While I agree with your overall point, I disagree with that. Whether the phrasing is easy to understand or not entirely depends upon whether you have been exposed to that phrasing before.

I'm going to go out on a limb and say that you should be able to isolate a math question of "6 - 5 = ?" and be able to understand it outside of context.

I agree with that. I would have no problem with a math test that exclusively featured problems in the patterns of:
6 - 5 = ?
6 - ? = 1
? - 5 = 1

Then, a DIFFERENT test with word problems. And if the school feels it necessary, a THIRD test with pictograms (or whatever).

I know adults who have no problems with basic math but who cannot figure out a word problem. Those seem to be two different mental processes. So combining then into one score and on one test isn't very helpful. And probably leads to a lot of wasted time due to stress when the student hits a word problem.

• #### Re:How hard can that possibly be? (Score:4, Insightful)

on Saturday November 02, 2013 @02:52PM (#45313141)

The questions should be obvious, clear, and unambiguous in written and verbal form, period, with no conflicts between the two. There's no reason the teacher should have to prop it up. If there's anything political in this, it has to do with the test writers spending too much time huffing ideological ivory tower vacuum over the fear-of-math 'problem.' The sad part is, they've abstracted so far, it actually makes many of these math problems more ambiguous to people having trouble with it than the traditional word problem would.

Thinking out of the box is fine. However, as a student who often thought out-of-box, looking at question 6, I see immediately, based on the language, that there are at least two answers: 2 and 6. The test writer only meant for one answer to be correct, so the question is badly worded. "Part I know" also sits wrong with me. It sounds like retard-speak.
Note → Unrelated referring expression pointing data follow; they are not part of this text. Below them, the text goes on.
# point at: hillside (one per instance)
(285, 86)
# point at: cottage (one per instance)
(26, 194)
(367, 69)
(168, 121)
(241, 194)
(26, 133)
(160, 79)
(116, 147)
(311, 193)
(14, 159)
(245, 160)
As a student, knowing you're being graded on this, which would you pick? I would guess 2 and hope for the best. Learning math should not be this way.

• #### Re:Universal language goes mainstream (Score:5, Insightful)

on Saturday November 02, 2013 @04:47PM (#45313925)

This demonstrates why problems should be tested by real kids before being released on the masses.

One, albeit simplistic, test is to determine if particular questions are more likely to be answered "incorrectly" by kids who did well on other questions than by kids who didn't do well on other questions. If the problem is supposed to be hard, smart/more mature kids should do better on it than other kids. If the problem has been made hard by unintended ambiguity, smarter/more mature kids are sometimes more likely to get it wrong as they try to make sense out of the chaos that they are more likely to detect.

Although it may be too complicated for first graders, the "test group" might also be asked to mark each question with "how sure are you that you got the right answer (certain, somewhat sure, quite unsure)" to detect when kids feel they had to assume facts not in evidence to try to answer the question.

Sort of like politics - simplistic people come up with simplistic answers because they often fail to see the underlying and more subtle issues.

• #### Re:How hard can that possibly be? (Score:2, Insightful)

on Saturday November 02, 2013 @05:35PM (#45314221) Homepage Journal

Point taken. Locals can fail utterly, and dismally. But, they can't fail on the same scale that federal government can fail!

Let us imagine that half of the school districts in the US prove to be utter failures. In that case, why on earth is it necessary for the federal government to spend untold billions to assist in their failure?

Oh, wait. I don't need an answer to that. It's obvious, really. Government meddling helps to insure that failure is uniform across the nation!!